In an legal maneuver the U.S. Justice Department yesterday
called “simply unconscionable,” Transocean has asked a federal judge to apply a
159-year-old law to cap its liability at $27 million – essentially the costs of
the sunken rig.
AP reports, “If successful, Transocean Ltd. would be left with as much as $533
million in insurance money [which is] almost enough to cover the revenue the
company was expecting from a three-year contract with BP PLC.”
Here are a few other sick facts about Transocean:
1. This 159-year-old-law in which it is trying to seek refuge? It’s apparently the same law that the Titanic’s owners used to justify their tiny payouts to survivors and estates of those killed, after fighting families for years. But “with an added Dickensian twist,” says the Justice Department, “within days of filing its Petition in this Court, Transocean publicly announced (from Switzerland) that it would be issuing approximately $1 billion in dividends to its shareholders." (So that's why Scrooge is in my head!)
2. Transocean's insurers are trying to pull strings behind the scenes to limit its payouts – at least according to Transocean. In written testimony to Congress, the company’s counsel says, “Our underwriters instructed us to file such an action, and failure to do so could have resulted in the loss of insurance coverage to help pay claims.” You see, with insurance companies, it’s all about the victims.

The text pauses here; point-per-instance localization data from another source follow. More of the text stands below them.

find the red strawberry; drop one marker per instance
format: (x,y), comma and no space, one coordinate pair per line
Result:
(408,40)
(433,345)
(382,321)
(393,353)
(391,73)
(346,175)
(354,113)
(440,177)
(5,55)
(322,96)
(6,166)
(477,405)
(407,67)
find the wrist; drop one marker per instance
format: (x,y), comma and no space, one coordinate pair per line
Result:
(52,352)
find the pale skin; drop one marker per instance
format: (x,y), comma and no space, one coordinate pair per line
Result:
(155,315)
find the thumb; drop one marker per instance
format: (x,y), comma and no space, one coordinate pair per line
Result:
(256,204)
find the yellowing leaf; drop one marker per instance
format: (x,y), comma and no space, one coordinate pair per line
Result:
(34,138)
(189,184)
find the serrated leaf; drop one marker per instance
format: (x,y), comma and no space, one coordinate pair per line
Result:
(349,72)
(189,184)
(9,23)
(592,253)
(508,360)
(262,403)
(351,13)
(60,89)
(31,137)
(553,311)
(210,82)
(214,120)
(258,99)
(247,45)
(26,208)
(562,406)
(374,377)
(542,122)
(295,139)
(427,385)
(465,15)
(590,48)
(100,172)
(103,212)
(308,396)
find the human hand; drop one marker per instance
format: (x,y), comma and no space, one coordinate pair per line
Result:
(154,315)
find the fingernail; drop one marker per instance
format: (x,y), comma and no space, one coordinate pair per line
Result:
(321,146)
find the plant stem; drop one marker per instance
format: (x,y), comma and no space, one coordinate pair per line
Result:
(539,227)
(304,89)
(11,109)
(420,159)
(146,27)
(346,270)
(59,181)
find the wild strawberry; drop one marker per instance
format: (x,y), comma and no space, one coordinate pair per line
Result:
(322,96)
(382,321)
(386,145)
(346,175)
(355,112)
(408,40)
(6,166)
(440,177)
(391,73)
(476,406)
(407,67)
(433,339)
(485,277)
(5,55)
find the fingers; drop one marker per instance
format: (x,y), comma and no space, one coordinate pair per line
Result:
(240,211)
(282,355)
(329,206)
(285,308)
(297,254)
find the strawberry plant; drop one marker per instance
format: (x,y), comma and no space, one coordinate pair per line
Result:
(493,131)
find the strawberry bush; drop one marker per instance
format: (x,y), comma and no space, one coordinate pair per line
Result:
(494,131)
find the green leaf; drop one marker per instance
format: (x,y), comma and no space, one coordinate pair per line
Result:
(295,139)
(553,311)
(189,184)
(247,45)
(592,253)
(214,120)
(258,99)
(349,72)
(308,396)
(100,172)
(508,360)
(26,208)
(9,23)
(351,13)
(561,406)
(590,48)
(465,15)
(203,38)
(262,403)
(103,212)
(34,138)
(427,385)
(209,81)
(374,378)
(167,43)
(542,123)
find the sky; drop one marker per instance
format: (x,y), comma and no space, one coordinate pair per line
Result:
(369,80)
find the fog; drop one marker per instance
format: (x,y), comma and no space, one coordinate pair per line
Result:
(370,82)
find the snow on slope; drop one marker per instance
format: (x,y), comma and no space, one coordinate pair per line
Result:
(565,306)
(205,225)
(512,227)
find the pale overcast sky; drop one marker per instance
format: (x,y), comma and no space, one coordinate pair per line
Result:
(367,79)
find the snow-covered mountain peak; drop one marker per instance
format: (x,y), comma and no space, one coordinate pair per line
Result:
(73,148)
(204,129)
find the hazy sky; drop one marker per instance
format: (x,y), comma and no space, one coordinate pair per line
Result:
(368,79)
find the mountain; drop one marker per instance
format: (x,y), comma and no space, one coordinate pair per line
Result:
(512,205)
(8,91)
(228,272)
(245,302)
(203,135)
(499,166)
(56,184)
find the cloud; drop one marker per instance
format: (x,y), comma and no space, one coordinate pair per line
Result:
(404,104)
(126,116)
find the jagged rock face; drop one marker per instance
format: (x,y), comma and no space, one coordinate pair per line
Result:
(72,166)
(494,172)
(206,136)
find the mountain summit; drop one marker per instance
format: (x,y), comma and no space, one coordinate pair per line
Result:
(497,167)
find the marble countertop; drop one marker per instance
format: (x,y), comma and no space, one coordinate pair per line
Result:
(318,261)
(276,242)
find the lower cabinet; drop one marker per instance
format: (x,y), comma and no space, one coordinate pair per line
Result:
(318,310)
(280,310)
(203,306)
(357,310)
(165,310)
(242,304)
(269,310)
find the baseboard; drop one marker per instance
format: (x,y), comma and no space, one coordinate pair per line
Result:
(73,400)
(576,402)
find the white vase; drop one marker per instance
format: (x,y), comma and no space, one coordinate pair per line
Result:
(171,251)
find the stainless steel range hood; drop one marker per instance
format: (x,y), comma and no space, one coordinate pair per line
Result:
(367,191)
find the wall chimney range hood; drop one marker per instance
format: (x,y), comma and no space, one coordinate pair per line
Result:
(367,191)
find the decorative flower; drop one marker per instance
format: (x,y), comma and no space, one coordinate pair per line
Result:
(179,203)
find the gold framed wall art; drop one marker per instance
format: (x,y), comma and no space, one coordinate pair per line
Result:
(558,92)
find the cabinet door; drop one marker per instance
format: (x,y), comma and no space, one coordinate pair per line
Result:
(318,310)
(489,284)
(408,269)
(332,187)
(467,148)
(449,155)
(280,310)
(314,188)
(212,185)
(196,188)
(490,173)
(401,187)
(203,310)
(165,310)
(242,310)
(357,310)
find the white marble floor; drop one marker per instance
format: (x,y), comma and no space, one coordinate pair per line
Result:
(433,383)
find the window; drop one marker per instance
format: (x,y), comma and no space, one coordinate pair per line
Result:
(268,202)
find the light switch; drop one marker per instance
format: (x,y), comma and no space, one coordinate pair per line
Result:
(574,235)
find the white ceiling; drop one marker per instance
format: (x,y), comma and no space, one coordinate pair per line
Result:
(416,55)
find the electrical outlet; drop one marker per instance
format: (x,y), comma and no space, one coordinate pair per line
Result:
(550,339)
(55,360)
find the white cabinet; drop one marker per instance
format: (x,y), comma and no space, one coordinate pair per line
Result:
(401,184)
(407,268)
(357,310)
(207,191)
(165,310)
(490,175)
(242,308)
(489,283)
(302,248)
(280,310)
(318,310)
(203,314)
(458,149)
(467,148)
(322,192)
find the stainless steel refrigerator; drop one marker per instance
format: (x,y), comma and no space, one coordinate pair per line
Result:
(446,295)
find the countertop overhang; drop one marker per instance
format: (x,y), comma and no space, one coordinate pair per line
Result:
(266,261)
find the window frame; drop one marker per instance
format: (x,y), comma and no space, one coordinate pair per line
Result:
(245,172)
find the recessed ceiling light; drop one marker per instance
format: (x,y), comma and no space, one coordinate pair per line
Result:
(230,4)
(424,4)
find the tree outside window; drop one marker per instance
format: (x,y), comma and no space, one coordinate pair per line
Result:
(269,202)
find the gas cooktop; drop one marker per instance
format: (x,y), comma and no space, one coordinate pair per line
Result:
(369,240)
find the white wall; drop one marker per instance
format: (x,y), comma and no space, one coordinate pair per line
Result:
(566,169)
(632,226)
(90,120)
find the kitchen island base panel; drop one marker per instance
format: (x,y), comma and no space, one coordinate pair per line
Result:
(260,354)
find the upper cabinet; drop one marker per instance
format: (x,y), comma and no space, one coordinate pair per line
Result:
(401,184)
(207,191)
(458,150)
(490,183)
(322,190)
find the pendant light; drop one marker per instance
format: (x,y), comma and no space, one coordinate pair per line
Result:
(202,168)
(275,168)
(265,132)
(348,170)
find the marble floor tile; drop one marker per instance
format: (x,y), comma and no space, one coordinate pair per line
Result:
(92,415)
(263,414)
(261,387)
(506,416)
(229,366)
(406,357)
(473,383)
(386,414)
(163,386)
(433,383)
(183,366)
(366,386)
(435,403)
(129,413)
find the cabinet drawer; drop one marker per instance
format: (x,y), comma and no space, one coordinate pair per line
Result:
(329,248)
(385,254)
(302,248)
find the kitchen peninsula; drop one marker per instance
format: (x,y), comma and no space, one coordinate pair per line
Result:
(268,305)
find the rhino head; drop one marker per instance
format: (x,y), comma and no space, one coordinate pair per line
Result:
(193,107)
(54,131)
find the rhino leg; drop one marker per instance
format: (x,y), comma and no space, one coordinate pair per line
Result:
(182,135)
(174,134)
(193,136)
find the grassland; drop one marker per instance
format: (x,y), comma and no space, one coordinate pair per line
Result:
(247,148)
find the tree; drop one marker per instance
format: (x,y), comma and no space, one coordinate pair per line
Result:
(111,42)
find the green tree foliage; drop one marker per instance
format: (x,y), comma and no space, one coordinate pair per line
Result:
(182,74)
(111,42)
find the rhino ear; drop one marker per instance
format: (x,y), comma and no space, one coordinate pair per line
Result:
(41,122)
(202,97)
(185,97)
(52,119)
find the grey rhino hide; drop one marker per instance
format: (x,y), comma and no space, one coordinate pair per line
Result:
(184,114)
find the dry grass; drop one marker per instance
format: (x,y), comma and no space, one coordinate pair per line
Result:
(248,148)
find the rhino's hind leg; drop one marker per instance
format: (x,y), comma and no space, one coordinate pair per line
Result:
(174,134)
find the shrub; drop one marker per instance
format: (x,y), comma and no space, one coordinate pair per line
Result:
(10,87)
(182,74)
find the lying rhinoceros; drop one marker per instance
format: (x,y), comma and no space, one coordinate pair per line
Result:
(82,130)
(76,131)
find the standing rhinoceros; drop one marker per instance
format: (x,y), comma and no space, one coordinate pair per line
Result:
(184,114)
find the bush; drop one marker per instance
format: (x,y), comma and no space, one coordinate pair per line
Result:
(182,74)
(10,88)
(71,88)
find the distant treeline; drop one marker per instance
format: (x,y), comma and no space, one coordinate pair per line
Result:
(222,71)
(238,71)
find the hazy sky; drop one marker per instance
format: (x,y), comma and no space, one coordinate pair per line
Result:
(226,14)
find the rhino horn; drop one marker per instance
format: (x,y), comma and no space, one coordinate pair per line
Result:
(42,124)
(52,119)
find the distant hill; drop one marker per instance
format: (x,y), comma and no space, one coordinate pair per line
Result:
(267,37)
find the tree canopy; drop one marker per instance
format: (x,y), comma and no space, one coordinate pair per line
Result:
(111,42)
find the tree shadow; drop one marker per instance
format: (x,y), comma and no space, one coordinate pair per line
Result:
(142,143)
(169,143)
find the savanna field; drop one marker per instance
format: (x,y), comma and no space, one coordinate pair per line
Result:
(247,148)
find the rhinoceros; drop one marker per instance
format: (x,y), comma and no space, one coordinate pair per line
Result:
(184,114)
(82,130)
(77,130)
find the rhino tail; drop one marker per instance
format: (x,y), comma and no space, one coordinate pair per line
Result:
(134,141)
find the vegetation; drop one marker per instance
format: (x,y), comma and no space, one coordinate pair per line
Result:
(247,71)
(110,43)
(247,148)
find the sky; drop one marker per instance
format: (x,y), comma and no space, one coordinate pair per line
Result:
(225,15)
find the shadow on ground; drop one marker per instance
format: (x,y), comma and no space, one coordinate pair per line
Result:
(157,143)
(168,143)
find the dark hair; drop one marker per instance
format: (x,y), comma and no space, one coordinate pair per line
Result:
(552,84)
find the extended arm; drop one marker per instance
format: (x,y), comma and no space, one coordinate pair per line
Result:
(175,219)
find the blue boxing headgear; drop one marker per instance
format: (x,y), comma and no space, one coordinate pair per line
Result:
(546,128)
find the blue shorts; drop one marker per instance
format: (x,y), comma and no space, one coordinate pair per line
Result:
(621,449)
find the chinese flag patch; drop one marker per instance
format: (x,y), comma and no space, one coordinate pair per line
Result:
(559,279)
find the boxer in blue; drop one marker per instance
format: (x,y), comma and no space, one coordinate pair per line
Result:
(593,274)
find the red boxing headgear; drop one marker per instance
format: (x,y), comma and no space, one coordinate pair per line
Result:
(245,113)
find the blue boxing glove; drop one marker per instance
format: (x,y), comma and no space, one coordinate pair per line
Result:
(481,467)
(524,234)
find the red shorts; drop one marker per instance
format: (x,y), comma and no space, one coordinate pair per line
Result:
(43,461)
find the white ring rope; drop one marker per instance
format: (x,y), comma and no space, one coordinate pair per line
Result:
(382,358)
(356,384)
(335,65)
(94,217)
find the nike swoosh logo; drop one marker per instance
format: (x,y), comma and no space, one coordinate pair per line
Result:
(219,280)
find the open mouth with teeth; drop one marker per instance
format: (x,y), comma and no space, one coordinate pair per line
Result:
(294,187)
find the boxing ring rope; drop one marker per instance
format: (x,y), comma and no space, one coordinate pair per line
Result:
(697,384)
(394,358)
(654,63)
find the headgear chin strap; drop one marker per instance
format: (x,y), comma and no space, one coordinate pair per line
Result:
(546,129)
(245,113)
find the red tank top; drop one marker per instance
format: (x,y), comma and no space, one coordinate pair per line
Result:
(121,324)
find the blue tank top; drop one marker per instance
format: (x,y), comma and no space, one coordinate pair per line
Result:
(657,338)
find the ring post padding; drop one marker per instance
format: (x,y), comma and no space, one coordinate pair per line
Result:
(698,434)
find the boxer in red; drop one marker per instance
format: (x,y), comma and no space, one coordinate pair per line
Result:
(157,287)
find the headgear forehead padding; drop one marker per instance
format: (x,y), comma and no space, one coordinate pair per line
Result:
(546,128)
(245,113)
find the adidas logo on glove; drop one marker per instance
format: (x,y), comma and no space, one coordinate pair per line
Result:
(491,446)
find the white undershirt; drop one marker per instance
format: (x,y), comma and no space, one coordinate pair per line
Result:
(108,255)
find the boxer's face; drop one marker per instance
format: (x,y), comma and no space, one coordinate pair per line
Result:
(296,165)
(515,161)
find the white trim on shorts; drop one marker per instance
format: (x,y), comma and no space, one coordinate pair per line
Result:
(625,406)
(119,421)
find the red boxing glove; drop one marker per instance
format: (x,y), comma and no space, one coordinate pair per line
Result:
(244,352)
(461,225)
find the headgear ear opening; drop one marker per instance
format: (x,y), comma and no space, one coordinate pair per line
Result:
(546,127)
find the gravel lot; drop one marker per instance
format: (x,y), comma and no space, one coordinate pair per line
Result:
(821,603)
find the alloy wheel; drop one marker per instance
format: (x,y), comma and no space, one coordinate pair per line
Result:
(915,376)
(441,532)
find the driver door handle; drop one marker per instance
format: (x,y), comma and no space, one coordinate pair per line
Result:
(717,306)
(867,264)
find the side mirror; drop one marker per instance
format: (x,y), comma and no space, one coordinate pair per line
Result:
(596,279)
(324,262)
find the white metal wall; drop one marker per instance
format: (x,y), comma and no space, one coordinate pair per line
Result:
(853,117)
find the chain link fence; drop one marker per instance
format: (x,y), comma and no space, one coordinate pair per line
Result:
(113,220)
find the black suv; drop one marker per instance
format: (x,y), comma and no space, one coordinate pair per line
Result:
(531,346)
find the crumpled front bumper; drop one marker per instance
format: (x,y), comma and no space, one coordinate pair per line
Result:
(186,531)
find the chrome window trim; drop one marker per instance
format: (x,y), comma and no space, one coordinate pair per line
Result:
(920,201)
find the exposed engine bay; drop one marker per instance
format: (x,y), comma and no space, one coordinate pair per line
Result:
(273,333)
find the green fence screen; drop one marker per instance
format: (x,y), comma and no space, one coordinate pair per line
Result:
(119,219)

3. Unless Congress fixes things, yet another obscure law on
the books will help Transocean (and BP) largely escape responsibility to these 11
families. The Death on the High
Seas Act severely limits what it owes to surviving family members of those
killed more than three nautical miles from shore.
Meanwhile, the widow of 35-year-old Jason Anderson, a “rising star” at
Transocean and the most senior person killed on the rig, was interviewed by the
Today Show today. Shelly Anderson
and Jason’s father both said Jason was deeply worried about safety practices on
the rig, particularly the pressure from “higher ups” to “stray from procedures
to finish the well faster, which Jason considered unsafe.”
Here is an excerpt from the full piece, below:
Transocean CEO sat in their kitchen to say they’d take care of her family but then even before the memorial service for the workers who died, Transocean went to court to limit it’s overall liability in the case, which is now before a judge. Shelly says the company could have waited. “They haven’t even let us say goodbye, to at least have for his memory a little bit. To have time to explain to a five-year-old that her daddy is in heaven. And they’re filing these lawsuits to limit us. They need to just slow down … back up.”